The findings also conflict with other research. A European-wide study carried out by EP-First Saratoga, UK-based HR benchmarking consultants, found strong connections between investing in development training and commercial success. "It's not necessarily causal. It may be that successful companies can spend more on training and development," says Maurice Phelps, a partner at EP-First Saratoga. "But the connection is there."

It would be a brave HR department that abandoned its training budget, given such conflicting evidence, but there may be a case for revisiting the way that management training is provided and the way that employee development is linked to expectations of performance.

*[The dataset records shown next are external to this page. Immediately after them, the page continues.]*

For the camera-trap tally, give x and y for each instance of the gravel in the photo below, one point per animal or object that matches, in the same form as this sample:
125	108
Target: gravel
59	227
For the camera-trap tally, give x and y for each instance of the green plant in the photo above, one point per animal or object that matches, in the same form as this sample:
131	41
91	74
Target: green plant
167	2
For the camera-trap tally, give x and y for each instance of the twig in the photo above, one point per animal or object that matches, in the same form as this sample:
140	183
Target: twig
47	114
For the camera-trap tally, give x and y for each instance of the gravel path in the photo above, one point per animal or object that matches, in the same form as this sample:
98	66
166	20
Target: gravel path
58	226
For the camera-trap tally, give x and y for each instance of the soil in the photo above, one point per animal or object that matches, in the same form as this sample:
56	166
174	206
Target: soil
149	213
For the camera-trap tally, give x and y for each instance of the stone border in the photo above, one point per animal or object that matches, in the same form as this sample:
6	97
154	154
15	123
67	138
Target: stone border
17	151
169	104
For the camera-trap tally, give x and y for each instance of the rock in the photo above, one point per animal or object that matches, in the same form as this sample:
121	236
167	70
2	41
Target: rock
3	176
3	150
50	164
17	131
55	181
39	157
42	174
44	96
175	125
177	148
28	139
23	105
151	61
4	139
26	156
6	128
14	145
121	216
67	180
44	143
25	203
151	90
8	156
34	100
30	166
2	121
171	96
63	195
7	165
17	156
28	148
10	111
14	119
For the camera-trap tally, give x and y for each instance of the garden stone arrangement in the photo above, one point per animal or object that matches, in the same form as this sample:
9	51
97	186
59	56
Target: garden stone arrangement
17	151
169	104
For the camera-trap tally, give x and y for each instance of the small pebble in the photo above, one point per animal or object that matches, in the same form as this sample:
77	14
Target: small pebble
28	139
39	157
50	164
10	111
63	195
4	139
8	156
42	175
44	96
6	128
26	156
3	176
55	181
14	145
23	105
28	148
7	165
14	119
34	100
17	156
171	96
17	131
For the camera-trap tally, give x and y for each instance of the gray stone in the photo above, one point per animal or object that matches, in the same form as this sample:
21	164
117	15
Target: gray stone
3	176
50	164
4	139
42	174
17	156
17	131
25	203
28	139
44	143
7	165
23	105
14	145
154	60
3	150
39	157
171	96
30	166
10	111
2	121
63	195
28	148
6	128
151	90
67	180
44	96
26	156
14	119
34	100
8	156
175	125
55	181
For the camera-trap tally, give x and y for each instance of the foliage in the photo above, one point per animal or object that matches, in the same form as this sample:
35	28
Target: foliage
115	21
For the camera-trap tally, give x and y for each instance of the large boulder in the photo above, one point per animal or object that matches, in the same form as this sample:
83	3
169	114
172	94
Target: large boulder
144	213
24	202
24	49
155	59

The value of these bodies of research is that they offer a deeper understanding of the relative effectiveness of various management policies.

Watson Wyatt, for example, is planning to research the factors surrounding the apparent failure of 360-degree appraisal. "We may be looking here at employers that have introduced it to reluctant managers. The principle may be sound enough but some companies and some people may not be ready to accept this kind of appraisal," says Mr Ross.

Accepting assurances over the rigour of the research, it is hard not to notice the growing popularity of this kind of study among HR and pay consultants - the very organisations that stand to gain business from introducing more sophisticated HR measures and programmes into client companies. But it may be churlish to introduce a note of scepticism.

The advocates of benchmarking are sincere in their beliefs. "If anything, HR departments are not getting into measurement fast enough," says Mr Phelps. "Until and unless they begin to talk the language of business, no one will take them seriously and they will continue to wallow at a lower level."

There seems too much agreement between studies to ignore the linkage of HR practices to business success. The big debate over future HR effectiveness is likely to be centred more on questions of emphasis and focus than on whether or not it should command increasing influence in organisational management.